1. The method for generating the multi-mode suffers from teaching content is characterized by comprising the following steps:

step 2, encoding text mode data, picture mode data and video mode data, wherein the encoded data are embedded data corresponding to different mode data, and the method comprises the following steps:

step 201, encoding text mode data, picture mode data and video mode data by adopting a single-Hot encoding One-Hot; when the One-Hot encoding One-Hot is trained, the following method is adopted: the text mode data, the picture mode data and the video mode data for training are put in the same batch processing and the One-Hot encoding One-Hot is trained at the same time, so that the encoding result output by the One-Hot encoding One-Hot can distinguish the input mode data as the text mode data, the picture mode data or the video mode data;

the encoder of the video mode data adopts a depth residual error network model and a bidirectional lstm model to encode the video mode data of each frame image of the current video, and then encodes the video mode data into a vector serving as embedded data of the video mode data through a full connection layer;

step 3, the text mode data, the picture mode data and the embedded data of the video mode data obtained in the step 2 are subjected to the same softmax layer to predict the corresponding label;

step 4, writing the embedded data obtained in the previous step and the text mode data, the picture mode data and the video mode data of the corresponding modes into a database, and aligning the embedded data corresponding to different modes through the same label to enable the embedded data of the same entity in the same mode or different modes of the same entity to be in similar positions in the same vector space;

and 5, after the suffering teaching content of the current mode is obtained in real time, the same steps as the steps 1 and 2 are utilized to obtain the current embedded data of the suffering teaching content of the current mode, the k-dimensional tree is utilized to search similar embedded data similar to the current embedded data in the database obtained in the step 4, and text mode data, picture mode data or video mode data corresponding to the similar embedded data are inserted into the mode data of the current mode, so that the suffering teaching content of different modes from the current mode is obtained.

2. The method of claim 1, wherein in step 1, the entity identification uses a two-way long and short term memory network plus conditional random field.

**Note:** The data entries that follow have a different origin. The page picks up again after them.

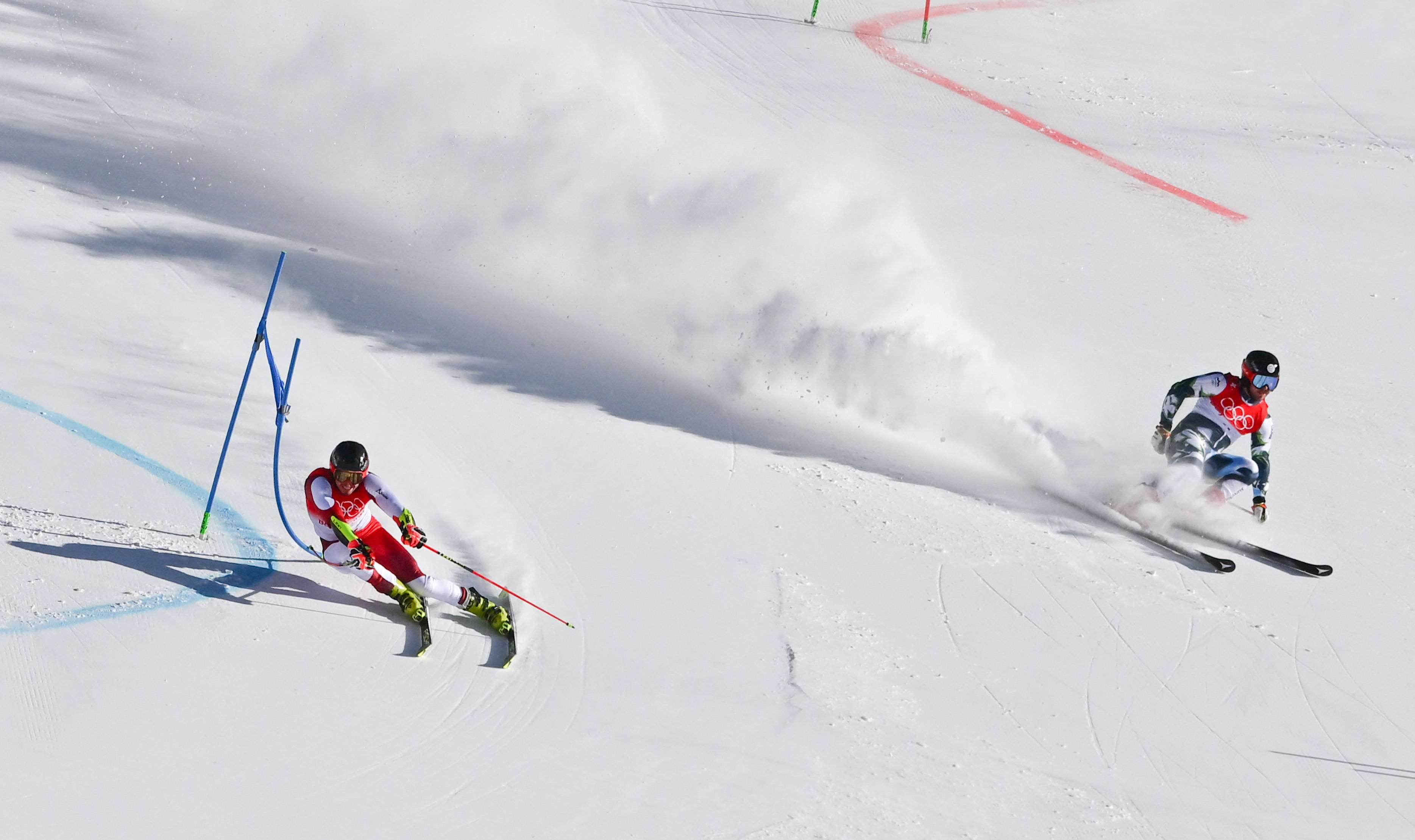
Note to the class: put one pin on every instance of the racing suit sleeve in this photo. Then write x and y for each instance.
(319, 504)
(1200, 386)
(385, 498)
(1259, 443)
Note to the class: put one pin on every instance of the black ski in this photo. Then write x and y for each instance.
(1260, 553)
(1119, 519)
(426, 631)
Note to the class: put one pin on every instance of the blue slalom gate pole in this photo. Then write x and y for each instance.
(282, 412)
(255, 347)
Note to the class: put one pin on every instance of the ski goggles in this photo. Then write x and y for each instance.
(350, 476)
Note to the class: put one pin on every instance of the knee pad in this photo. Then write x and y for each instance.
(1225, 469)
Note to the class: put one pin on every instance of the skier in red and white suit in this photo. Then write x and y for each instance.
(340, 500)
(1229, 408)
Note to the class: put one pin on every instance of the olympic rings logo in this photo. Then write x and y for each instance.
(1242, 421)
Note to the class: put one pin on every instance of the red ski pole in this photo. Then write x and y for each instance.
(499, 586)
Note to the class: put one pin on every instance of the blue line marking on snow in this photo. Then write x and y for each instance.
(241, 531)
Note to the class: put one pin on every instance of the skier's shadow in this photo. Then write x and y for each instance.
(173, 567)
(480, 627)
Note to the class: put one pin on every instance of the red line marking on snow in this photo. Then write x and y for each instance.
(872, 33)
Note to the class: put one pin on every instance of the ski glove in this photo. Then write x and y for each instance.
(1161, 439)
(412, 535)
(360, 555)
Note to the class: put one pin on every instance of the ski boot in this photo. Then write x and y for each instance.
(412, 606)
(489, 610)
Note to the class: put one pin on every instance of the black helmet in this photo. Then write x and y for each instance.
(1261, 368)
(350, 456)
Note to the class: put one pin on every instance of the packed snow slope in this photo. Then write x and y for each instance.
(748, 346)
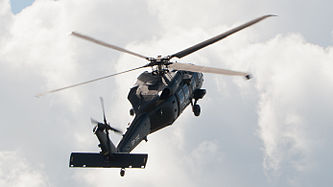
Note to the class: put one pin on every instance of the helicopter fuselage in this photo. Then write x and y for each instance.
(157, 102)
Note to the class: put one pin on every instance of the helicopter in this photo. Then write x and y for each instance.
(158, 98)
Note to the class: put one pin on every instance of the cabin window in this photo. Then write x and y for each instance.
(180, 96)
(193, 84)
(186, 91)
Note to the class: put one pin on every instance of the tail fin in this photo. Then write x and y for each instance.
(106, 144)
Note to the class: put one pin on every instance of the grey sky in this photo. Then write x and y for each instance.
(271, 131)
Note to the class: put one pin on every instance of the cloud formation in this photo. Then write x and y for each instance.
(271, 131)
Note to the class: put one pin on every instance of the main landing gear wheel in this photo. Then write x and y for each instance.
(196, 110)
(122, 172)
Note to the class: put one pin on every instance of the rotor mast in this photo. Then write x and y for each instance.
(163, 63)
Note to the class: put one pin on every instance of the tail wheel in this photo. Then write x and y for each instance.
(196, 110)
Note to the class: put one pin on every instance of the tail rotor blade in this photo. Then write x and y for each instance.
(103, 109)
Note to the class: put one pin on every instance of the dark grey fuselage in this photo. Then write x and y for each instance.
(157, 102)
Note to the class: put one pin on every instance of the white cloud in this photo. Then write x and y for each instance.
(271, 131)
(16, 171)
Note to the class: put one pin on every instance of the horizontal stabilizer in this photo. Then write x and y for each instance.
(117, 160)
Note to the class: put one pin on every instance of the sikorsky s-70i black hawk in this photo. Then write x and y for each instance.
(158, 98)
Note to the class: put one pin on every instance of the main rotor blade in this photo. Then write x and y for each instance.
(115, 130)
(203, 69)
(94, 122)
(108, 45)
(86, 82)
(217, 38)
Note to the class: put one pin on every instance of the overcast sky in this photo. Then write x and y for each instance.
(274, 130)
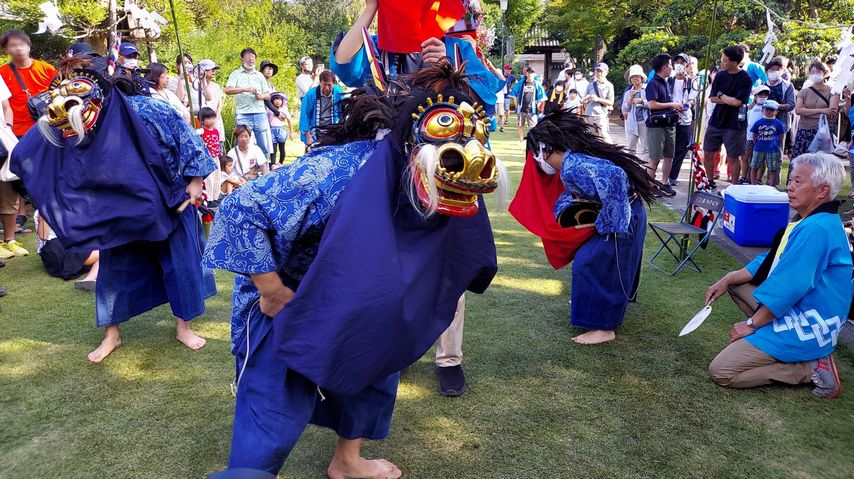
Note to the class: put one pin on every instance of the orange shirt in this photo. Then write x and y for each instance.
(37, 78)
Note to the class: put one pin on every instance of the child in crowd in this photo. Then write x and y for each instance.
(277, 126)
(754, 113)
(768, 133)
(209, 133)
(249, 160)
(230, 181)
(572, 101)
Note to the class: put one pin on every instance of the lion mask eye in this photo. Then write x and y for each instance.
(442, 124)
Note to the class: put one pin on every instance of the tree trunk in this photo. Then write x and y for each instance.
(601, 48)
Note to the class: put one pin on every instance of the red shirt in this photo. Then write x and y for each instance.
(37, 78)
(211, 140)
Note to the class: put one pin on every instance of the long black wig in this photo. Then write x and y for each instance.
(566, 131)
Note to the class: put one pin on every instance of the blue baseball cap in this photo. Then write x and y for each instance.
(128, 48)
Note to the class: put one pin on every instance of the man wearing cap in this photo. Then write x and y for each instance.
(755, 70)
(250, 89)
(768, 136)
(599, 101)
(320, 107)
(128, 56)
(661, 122)
(684, 93)
(213, 94)
(528, 94)
(306, 80)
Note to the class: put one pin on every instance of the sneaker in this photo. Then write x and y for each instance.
(452, 381)
(16, 247)
(826, 378)
(666, 190)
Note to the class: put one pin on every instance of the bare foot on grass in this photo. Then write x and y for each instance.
(596, 336)
(363, 469)
(187, 337)
(108, 345)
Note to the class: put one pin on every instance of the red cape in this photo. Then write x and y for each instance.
(403, 25)
(533, 208)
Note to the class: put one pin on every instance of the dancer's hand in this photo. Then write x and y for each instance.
(717, 290)
(432, 50)
(194, 189)
(274, 294)
(275, 301)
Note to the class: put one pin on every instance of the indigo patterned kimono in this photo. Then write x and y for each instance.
(606, 269)
(275, 224)
(139, 276)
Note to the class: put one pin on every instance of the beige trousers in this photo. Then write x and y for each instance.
(449, 347)
(742, 365)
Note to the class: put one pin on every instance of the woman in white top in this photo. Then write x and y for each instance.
(249, 160)
(158, 78)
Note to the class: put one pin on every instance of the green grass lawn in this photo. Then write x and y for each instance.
(537, 405)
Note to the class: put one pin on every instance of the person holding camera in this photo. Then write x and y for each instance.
(728, 123)
(661, 122)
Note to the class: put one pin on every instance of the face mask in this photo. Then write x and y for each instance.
(540, 158)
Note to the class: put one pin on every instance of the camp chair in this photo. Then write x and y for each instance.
(678, 233)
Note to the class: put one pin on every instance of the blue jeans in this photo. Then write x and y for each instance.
(260, 127)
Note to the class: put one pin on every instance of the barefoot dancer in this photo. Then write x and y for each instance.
(119, 193)
(607, 247)
(330, 303)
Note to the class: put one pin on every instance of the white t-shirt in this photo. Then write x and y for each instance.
(753, 115)
(244, 162)
(169, 98)
(681, 94)
(304, 83)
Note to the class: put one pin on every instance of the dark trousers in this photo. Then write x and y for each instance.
(683, 139)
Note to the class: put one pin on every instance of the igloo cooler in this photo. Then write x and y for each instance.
(753, 214)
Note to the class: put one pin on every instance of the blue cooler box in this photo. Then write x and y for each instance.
(753, 214)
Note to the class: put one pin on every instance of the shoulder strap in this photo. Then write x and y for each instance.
(826, 101)
(18, 77)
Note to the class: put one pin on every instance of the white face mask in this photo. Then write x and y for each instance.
(539, 157)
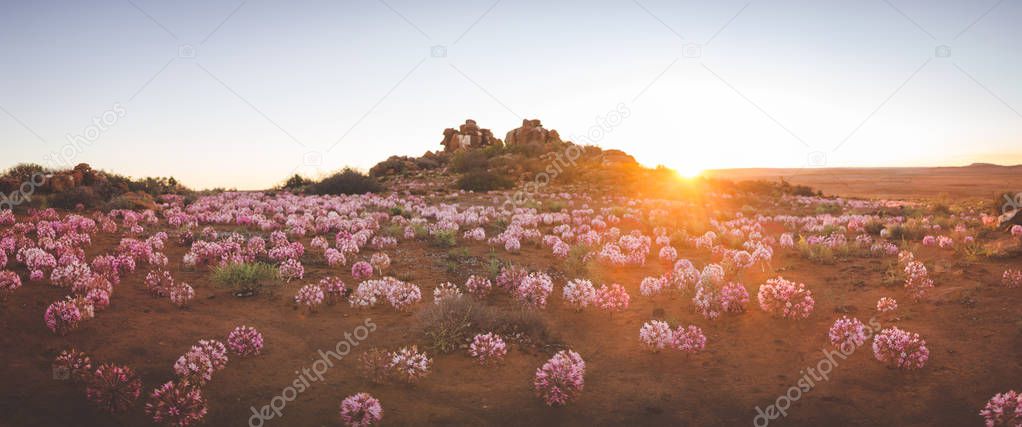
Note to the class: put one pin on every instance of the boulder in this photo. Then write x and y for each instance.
(468, 135)
(531, 132)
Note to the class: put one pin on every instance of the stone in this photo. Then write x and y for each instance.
(531, 132)
(466, 136)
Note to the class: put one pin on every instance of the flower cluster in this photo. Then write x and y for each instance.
(409, 365)
(917, 280)
(478, 286)
(176, 404)
(901, 349)
(1004, 410)
(561, 379)
(847, 332)
(786, 298)
(885, 304)
(1012, 278)
(579, 293)
(656, 335)
(361, 410)
(689, 339)
(311, 296)
(533, 290)
(291, 269)
(181, 294)
(244, 341)
(612, 298)
(76, 364)
(446, 290)
(62, 317)
(488, 348)
(362, 270)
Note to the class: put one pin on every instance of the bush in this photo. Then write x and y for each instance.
(78, 195)
(347, 181)
(469, 160)
(483, 181)
(245, 279)
(453, 322)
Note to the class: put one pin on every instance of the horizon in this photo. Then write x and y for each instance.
(245, 94)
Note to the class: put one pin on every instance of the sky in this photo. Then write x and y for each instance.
(241, 94)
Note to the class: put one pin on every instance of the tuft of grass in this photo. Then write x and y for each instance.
(245, 278)
(454, 321)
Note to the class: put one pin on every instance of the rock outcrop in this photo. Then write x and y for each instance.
(468, 135)
(531, 132)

3. The method of claim 1, wherein in step 202, the encoder of the video modality data encodes the video modality data comprises the steps of:

4. A multi-modal patient teaching content generating apparatus, comprising: the device comprises an entity identification unit, a data generation unit and a writing unit; the entity identification unit is used for carrying out entity identification processing on the sick teaching contents of different modes to generate data of different modes; the data generation unit is connected with the entity identification unit and is used for encoding the different-mode data to generate embedded data corresponding to the different-mode data; the writing unit is connected with the data generating unit and is used for writing the obtained embedded data into a database to generate multi-modal data and realizing the generating method of the multi-modal suffering teaching content according to any one of claims 1 to 3.

5. A server, comprising: a memory, one or more processors, and a computer program stored in the memory and executable on the processors; the one or more programs are executed by the one or more processors to cause the one or more processors to implement a method of generating multimodal suffers from education as claimed in any one of claims 1 to 3.

6. A computer storage medium having a computer program stored thereon, wherein the computer program when executed by a processor implements a method of generating a multimodal suffers from teaching according to any of claims 1 to 3.